Good Ol' Harry

@clrumfelt (5424)
United States
October 23, 2008 10:58pm CST
Not my commentary, but very interesting. Whether you admired him as a President or not, the following is a good commentary on how things have changed in our country. Harry Truman, from Missouri, was a different kind of President. He probably made as many important decisions regarding our nation's history as any of the other 42 Presidents. However, a measure of his greatness may rest on what he did after he left the White House. Historians have written the only asset he had when he died was the house he lived in, which was in Independence, Missouri. On top of that, his wife inherited the house from her mother. When he retired from office in 1952, his income was a U.S.O. Army pension reported to have been $13,507.72 a year. Congress, noting that he was paying for his stamps and personally licking them, granted him an 'allowance' and,later, a retroactive pension of $25,000 per year. After President Eisenhower was inaugurated, Harry and Bess drove home to Missouri by themselves. There were no Secret Service following them. When offered corporate positions at large salaries, he declined, stating, 'You don't want me. You want the office of the President, and that doesn't belong to me. It belongs to the American people and it's not for sale.' Even later, on May 6, 1971, when Congress was preparing to award him the Medal of Honor on his 87th birthday, he refused to accept it, writing, 'I don't consider that I have done anything which should be the reason for any award, Congressional or otherwise.' Modern politicians have found a new level of success in cashing in on the Presidency, resulting in untold wealth.
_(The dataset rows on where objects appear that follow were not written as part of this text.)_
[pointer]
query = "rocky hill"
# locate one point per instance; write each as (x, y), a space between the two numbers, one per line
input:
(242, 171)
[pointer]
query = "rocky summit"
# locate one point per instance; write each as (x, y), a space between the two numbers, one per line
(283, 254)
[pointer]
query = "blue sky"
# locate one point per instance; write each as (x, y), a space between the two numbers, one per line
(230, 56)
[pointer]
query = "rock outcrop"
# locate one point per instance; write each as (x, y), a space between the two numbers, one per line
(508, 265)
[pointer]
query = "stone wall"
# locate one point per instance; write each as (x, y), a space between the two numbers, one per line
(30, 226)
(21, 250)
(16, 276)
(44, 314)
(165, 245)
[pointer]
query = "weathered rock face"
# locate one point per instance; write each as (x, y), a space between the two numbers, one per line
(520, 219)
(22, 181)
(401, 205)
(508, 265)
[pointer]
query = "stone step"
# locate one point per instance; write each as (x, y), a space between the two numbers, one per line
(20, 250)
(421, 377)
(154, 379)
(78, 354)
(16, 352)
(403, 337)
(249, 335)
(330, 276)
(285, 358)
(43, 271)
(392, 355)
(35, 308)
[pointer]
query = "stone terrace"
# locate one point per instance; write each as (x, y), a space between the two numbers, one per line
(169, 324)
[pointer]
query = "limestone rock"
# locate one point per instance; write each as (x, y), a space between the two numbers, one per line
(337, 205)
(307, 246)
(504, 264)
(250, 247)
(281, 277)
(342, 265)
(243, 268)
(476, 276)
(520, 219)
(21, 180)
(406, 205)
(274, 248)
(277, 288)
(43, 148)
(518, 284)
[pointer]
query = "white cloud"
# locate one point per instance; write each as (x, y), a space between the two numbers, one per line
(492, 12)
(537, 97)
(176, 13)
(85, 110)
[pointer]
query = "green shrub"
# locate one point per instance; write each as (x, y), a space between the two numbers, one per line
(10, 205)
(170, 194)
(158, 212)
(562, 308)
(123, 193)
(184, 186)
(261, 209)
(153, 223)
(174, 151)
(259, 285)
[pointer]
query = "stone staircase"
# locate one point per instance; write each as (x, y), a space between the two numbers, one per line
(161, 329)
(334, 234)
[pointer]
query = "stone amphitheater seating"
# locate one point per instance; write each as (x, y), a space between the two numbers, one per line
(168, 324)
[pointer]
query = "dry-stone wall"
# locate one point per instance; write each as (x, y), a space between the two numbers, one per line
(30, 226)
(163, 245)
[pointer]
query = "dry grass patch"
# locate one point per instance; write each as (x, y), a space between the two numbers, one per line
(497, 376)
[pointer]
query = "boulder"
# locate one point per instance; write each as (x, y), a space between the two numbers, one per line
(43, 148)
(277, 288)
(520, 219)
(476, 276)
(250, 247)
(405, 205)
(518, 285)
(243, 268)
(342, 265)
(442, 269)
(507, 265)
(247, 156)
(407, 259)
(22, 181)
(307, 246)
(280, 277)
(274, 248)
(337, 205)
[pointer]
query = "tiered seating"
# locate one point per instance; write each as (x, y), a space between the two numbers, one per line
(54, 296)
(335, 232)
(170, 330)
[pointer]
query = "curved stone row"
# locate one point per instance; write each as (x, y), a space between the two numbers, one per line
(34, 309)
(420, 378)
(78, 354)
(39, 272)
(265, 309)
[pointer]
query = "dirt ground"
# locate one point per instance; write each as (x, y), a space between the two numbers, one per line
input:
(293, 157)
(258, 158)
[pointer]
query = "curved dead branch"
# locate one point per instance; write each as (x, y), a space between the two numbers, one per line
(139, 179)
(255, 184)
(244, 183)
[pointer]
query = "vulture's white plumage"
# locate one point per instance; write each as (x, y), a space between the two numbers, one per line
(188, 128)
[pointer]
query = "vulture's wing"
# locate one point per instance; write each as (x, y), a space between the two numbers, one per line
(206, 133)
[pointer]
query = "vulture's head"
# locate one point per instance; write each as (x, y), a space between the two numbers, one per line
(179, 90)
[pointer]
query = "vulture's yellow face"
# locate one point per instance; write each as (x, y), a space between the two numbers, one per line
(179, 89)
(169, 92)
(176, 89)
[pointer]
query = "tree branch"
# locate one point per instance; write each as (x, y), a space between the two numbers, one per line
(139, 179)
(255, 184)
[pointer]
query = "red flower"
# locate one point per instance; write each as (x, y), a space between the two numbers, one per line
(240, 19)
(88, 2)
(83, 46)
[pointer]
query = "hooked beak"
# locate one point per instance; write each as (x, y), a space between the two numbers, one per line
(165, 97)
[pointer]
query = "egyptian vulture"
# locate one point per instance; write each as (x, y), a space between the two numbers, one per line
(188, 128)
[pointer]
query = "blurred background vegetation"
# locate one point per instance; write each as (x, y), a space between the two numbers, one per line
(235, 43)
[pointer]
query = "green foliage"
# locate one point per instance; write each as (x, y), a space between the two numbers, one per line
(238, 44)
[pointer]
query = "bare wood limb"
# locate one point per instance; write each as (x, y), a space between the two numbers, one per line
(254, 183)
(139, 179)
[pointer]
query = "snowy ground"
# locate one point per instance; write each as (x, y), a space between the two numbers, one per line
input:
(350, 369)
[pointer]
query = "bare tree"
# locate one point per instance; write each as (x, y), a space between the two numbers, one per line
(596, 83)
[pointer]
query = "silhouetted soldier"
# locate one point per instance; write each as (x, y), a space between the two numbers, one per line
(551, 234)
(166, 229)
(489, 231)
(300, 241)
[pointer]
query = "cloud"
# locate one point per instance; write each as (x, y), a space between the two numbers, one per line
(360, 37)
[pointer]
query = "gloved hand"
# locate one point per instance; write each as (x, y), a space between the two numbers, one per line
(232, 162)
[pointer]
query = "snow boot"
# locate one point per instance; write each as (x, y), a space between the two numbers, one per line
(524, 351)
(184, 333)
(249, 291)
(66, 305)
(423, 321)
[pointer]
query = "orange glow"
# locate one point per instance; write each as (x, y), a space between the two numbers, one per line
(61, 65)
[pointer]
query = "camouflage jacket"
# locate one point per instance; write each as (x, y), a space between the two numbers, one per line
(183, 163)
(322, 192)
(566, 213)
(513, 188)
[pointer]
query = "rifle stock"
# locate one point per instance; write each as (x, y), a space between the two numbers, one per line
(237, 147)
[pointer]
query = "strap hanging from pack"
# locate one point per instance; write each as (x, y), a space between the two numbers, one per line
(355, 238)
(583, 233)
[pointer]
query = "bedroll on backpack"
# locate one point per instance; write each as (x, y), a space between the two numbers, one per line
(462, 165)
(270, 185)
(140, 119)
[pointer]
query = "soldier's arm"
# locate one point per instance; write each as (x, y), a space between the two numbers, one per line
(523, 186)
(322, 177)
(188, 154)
Today, many in Congress also have found a way to become quite wealthy while enjoying the fruits of their offices. Political offices are now for sale. And the best for last: Good old Harry Truman was correct when he observed, 'My choices early in life were either to be a piano player in a hore house or a politician. And to tell the truth, there's hardly any difference.
1 person likes this
2 responses
• United States
24 Oct 08
I'll tell you a true story of one of the last (maybe the last) interviews of Harry Truman as a renowned former President by the media for the public. The subject of civil rights came up, which Harry Truman was in favor of, but President Truman did not like Martin Luther King and criticized him. The interviewer was just shocked. He stumbled for words. Finally he blurted, "But Martin Luther King won the Nobel Prize!" To which President Truman replied, "I did not give it to him!". LOL... Ol'give'm hades Harry was unPC before there was such a thing.
1 person likes this
@clrumfelt (5424)
• United States
24 Oct 08
He earns my admiration for that. It's hard(if not impossible) to find politicians of his ilk today.
@suspenseful (40316)
• Canada
25 Oct 08
Being president of the United States is a temporary priivlege, and at the end you return to your former occupation or former life. If everyone accepted pay after the end of their term, America would be farther in debt. If he was rich before that, then he has his former occupation or career to go back to. That is why the candidates have money. Also it was not as dangerous then as it is now. So they have to have secret service men guarding them. It is the sign of the times.